Traditional IT systems have been created by smart individuals (or teams) who understand what's needed and translate that intent into an implementation optimized for its performance. The result are specific configurations for network equipment, servers, storage, and security. The definition of what is often lost in the details of how it's implemented.
Take a QoS definition for example. I might see a definition for a real-time express forwarding (EF) traffic queue with an allocation of 1 Mbps applied to a Gigabit Ethernet interface. The intent could have been to allocate 1% of the link to the EF queue. Or the intent could have been to support 10 G.711 voice calls over an MPLS circuit with VLAN tagging, where each call consumes about 100 Kbps (it's actually a bit less than 100 Kbps per call, but allowing for some additional bandwidth is good practice). Without knowing the intent, determining the correctness of the how configuration is difficult.
Intent-based systems avoid this confusion by directly expressing the desired intent (what) and turning that into the necessary configuration that becomes the how. The intent policy that allocates 1% of each link's bandwidth to the EF queue might be a policy that's implemented across an entire network. The call volume policy requires knowing the anticipated number of calls transiting a link.
Defining Intent Policy
Getting the definition of intent right will be a learned skill. It may also depend on the source of data upon which the intent is based. Looking closer at our QoS example above, we can create a third definition, based on actual call volume instead of static values. This definition might be something like the following:
Allocate enough bandwidth to the EF queue to cover the maximum call volume experienced in each of the last four weeks, e.g. MAX(week1, week2, week3, week4).
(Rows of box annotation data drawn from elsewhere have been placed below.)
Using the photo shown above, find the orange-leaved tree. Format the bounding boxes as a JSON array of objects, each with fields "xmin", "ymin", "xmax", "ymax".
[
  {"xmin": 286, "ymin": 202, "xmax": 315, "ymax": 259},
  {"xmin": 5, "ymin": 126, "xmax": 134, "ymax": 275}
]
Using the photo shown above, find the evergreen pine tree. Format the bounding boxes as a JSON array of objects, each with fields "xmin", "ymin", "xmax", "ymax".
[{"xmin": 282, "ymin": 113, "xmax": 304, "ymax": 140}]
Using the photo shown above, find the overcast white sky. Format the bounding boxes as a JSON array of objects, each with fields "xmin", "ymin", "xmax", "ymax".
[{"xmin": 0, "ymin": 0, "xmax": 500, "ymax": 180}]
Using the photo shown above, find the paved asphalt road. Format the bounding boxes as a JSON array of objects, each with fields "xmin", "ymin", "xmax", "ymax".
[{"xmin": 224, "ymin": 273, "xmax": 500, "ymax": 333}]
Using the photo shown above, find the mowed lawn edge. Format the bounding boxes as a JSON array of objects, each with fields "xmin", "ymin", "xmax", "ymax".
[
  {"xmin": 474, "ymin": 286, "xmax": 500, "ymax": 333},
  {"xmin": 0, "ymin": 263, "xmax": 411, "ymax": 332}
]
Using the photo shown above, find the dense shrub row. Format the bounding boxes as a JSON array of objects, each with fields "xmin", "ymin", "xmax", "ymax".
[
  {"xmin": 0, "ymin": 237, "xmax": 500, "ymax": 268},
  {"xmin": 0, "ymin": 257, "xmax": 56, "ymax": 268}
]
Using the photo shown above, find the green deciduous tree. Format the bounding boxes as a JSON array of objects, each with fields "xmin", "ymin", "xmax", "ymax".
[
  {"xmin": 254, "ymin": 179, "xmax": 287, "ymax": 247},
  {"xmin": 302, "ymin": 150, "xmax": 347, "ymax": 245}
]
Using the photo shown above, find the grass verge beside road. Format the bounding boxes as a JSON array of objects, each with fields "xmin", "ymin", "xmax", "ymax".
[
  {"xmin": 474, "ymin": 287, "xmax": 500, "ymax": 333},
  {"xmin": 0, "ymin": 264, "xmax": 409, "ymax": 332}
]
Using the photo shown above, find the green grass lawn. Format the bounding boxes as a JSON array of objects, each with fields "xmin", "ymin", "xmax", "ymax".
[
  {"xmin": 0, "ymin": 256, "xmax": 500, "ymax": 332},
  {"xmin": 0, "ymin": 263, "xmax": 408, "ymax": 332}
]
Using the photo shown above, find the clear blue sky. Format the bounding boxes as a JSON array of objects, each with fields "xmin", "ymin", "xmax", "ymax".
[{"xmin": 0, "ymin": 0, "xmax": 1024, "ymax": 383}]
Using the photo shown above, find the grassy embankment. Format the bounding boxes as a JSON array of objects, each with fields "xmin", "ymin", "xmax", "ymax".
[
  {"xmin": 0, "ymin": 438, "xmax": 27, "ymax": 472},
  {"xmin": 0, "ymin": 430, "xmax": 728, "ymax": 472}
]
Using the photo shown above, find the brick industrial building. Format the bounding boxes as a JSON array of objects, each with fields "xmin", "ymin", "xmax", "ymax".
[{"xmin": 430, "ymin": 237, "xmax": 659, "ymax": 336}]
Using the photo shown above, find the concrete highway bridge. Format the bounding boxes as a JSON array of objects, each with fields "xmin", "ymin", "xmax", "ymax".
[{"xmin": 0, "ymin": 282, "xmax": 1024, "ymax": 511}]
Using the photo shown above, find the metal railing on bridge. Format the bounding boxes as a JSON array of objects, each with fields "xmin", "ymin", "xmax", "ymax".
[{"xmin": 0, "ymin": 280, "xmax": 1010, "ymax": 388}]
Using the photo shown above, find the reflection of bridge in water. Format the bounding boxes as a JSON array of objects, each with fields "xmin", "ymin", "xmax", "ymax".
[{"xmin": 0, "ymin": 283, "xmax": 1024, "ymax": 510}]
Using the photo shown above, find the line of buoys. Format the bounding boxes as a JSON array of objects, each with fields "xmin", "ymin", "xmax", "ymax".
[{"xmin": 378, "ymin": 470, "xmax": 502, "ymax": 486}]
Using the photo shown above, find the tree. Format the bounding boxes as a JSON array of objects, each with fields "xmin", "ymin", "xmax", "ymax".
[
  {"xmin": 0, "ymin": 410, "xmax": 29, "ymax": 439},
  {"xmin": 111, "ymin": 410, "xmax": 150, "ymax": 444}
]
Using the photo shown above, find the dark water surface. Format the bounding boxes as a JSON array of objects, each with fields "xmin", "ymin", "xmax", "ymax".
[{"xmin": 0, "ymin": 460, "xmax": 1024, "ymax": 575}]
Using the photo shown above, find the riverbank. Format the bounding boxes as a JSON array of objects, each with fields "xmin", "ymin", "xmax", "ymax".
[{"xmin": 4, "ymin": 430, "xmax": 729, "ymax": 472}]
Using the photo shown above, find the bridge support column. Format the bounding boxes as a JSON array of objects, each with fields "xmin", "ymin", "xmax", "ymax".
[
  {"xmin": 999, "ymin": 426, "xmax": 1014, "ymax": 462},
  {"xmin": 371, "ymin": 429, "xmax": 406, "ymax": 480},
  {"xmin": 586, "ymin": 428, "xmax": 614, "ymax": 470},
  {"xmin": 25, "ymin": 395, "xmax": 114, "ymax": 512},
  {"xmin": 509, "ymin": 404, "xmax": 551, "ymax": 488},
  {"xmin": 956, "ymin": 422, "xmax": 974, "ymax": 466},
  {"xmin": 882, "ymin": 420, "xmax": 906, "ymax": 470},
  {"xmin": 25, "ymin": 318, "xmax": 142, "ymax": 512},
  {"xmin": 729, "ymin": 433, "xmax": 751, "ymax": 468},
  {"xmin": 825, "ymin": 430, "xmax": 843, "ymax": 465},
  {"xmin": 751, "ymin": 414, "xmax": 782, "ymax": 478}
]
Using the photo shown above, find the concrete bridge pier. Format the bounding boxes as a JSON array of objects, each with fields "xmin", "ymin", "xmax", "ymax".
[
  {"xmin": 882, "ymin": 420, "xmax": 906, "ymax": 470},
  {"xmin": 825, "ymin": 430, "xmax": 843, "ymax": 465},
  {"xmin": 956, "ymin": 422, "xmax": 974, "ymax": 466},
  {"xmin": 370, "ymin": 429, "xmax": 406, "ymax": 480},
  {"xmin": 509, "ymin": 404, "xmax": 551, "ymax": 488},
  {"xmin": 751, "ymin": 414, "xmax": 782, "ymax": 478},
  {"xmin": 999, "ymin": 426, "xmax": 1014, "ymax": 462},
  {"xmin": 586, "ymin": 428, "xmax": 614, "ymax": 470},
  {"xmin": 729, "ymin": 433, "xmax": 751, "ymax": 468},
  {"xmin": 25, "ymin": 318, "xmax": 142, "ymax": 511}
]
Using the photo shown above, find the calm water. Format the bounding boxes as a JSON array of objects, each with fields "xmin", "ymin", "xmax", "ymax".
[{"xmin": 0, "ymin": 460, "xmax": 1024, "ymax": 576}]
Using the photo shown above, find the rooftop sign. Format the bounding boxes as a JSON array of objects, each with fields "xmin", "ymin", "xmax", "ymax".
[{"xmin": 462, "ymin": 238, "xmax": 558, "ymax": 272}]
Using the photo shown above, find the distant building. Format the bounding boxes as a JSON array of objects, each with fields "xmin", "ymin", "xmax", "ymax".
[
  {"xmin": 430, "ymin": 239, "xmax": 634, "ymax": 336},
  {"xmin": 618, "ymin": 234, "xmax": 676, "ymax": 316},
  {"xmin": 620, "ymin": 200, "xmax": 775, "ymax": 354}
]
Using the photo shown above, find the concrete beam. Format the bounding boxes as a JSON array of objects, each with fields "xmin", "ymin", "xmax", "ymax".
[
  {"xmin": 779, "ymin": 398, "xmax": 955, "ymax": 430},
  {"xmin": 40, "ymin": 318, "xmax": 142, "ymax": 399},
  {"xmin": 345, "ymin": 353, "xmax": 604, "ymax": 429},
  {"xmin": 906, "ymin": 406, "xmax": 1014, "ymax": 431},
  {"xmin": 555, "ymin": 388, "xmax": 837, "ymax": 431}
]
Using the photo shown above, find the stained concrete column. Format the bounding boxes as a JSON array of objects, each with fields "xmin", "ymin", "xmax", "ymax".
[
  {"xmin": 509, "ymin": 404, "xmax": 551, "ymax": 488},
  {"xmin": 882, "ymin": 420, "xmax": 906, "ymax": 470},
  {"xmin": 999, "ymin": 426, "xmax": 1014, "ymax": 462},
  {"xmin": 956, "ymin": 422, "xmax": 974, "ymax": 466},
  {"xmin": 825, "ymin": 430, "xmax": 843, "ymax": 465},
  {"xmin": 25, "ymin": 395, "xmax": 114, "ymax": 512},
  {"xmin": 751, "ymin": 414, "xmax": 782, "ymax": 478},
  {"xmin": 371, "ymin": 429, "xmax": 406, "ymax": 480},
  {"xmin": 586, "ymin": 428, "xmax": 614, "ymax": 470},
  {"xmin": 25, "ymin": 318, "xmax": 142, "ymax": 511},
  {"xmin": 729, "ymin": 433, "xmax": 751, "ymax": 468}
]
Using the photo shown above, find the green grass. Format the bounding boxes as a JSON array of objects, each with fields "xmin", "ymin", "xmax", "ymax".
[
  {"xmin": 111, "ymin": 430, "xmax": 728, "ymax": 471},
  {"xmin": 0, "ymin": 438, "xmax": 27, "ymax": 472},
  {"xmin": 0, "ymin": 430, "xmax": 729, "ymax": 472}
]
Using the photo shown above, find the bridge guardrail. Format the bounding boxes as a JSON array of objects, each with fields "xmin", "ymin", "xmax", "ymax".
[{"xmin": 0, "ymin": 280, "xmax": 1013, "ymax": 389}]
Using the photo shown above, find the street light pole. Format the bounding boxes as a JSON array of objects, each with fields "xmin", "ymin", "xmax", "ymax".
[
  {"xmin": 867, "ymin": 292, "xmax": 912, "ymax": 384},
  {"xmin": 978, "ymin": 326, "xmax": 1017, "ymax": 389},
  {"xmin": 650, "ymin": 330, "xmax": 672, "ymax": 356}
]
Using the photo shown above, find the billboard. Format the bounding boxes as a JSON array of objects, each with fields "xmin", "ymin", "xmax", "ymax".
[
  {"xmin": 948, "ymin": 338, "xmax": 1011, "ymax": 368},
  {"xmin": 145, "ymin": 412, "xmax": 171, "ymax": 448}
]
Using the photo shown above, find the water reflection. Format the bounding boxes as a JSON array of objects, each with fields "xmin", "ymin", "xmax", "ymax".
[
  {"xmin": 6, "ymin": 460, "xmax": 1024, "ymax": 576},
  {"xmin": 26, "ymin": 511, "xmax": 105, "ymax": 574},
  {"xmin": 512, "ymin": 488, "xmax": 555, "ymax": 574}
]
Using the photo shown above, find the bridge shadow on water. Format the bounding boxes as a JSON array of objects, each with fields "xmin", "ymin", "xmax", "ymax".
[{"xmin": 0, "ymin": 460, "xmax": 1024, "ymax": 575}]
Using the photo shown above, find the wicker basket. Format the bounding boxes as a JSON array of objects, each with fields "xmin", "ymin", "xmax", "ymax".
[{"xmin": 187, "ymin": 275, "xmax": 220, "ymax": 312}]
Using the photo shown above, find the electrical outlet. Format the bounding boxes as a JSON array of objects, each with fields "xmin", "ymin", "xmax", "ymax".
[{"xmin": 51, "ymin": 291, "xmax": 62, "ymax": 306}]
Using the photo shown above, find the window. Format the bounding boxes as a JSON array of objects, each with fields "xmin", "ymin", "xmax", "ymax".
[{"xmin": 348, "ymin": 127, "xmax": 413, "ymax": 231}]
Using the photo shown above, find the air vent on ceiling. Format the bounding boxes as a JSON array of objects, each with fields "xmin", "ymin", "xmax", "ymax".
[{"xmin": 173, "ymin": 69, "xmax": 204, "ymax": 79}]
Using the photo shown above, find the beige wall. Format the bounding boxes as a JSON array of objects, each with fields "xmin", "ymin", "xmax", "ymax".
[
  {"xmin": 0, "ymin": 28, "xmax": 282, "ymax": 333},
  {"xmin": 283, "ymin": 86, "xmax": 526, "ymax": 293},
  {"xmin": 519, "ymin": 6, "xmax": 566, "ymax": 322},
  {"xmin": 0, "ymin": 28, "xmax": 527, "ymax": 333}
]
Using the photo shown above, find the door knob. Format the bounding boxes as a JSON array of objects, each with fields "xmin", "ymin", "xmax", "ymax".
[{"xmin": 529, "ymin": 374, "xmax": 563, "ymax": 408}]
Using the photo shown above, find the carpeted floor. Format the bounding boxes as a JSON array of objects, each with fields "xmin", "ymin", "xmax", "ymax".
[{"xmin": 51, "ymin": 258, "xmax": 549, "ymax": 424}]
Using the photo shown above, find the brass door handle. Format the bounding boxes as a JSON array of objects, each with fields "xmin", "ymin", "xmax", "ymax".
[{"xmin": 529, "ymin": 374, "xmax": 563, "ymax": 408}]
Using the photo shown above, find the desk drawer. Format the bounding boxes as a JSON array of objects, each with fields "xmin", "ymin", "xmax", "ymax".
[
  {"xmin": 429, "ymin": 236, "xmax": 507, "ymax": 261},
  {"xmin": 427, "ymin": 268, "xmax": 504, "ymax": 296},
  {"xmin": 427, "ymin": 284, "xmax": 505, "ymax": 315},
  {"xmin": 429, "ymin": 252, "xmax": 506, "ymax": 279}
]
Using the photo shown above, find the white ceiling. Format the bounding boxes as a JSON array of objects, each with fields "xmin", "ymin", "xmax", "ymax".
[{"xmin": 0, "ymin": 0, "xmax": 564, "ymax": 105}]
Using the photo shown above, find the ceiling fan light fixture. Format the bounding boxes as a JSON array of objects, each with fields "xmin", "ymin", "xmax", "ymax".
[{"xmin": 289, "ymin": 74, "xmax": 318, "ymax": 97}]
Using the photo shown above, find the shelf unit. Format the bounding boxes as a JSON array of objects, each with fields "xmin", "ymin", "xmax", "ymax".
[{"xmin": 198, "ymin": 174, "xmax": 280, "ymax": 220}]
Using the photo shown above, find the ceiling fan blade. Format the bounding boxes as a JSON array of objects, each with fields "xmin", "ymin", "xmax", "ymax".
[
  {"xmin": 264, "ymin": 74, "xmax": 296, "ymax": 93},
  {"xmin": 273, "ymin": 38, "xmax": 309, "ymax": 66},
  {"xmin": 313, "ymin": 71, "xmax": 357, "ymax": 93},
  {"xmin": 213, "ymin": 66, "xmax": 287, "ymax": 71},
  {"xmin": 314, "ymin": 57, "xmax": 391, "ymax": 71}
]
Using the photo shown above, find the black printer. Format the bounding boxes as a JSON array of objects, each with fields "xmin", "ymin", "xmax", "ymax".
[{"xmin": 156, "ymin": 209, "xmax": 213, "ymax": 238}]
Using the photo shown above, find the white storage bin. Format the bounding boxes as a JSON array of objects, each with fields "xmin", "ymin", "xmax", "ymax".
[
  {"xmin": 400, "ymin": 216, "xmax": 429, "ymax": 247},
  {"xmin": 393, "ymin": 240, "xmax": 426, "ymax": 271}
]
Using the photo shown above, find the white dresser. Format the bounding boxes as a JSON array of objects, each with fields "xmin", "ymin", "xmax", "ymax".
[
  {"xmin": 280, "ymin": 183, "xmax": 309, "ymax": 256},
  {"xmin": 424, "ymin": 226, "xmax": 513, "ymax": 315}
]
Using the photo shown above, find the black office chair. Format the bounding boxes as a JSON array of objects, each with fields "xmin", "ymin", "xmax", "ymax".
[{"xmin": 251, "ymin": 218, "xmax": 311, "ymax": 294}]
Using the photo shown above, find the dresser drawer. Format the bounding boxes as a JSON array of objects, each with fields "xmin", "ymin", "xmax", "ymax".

The intent policy may also create an alert if the policy result exceeds some other threshold, such as an allocation that's more than 50% of the link bandwidth. A definition that's driven from other dynamic parameters is self-maintaining. The alert threshold is a way to allow the intent policy to request help when the policy's results exceed expected values.
Another definition might be a soft QoS allocation in which the EF queue is allowed to exceed its allocation if enough bandwidth is available to support the excess bandwidth. Generating an alert when this happens would be valuable, so that an adjustment to the allocation could be considered. Even better would be to have the alert triggered only after some number of occurrences in a period of time (e.g., 10 per month). Can you see that intent policies could get pretty complex? We'll need to learn what kind of intent definitions make sense and which ones are needlessly adding complexity.
Policy Conflicts
What happens in the case of policy conflicts? In our QoS example, let's say bandwidth requirements for other queues grew concurrently with the EF traffic requirements. This might happen when the number of employees at a particular location grows, resulting in traffic increases across all QoS queues. The right answer to this situation might be to add more bandwidth, but until that happens, the intent-based system must determine the right allocation of the existing bandwidth to all queues.
More importantly, transient conflicts require automatic handling. For more discussion of the challenges associated with conflicting policies, see the IETF Autonomic Networking Integrated Model and Approach working group presentation, Intent-based Policy Management (starting at slide 8).
Another example is in network security. We may have one policy that provides access to an application and another policy that restricts access due to a vulnerability. The two policies may result in a configuration in which the two sets of security rules conflict with one another. The conflict may also depend on where the rules are applied. Merging policies is a tricky process to get right. Perhaps some really sharp people can determine how to resolve such conflicts while keeping the policy definitions simple.
New Abstractions
The greatest benefit of intent-based systems will be the ability to create one policy for use across large portions of the network, which will lead to simplified configurations. Consider applying one QoS policy across an entire enterprise network, incorporating differences for WAN vs. LAN. The system should create alerts where it is having problems meeting the policy, perhaps on low-bandwidth links. Hiding the details of QoS policy configuration for devices with different configuration syntax will be nice.
We can also have abstract versions of white-list connectivity rules, applied to endpoint groups. Instead of defining individual firewall rules, I'd like to build an intent policy that creates an application access profile, based on a database of connectivity requirements needed for that application. The protocols, port numbers, and packet sizes should be looked up in an application connectivity database. I shouldn't have to work directly with those details. A natural outcome of this abstraction is that when a part of the network no longer needs access to this application, the system knows which firewall rules to modify or delete.
Converting Intent into Configuration
One of the major hurdles engineers must solve is converting intent into network device configuration. The translation of intent into configuration is currently done manually by smart network engineers. It is a fairly mundane and error-prone task, but one that must be done every time a device configuration changes. This interpretation and configuration change is the source of many network outages.
Summary
I'm very excited about intent-based networking. This technology is going to revolutionize the networking industry. Ultimately, networking should be able to function at the same timescales as compute and storage configuration (i.e., seconds or minutes, not days or weeks). More importantly, we will begin to work with the network on a higher level of abstraction than we've been able to do since the 1980s.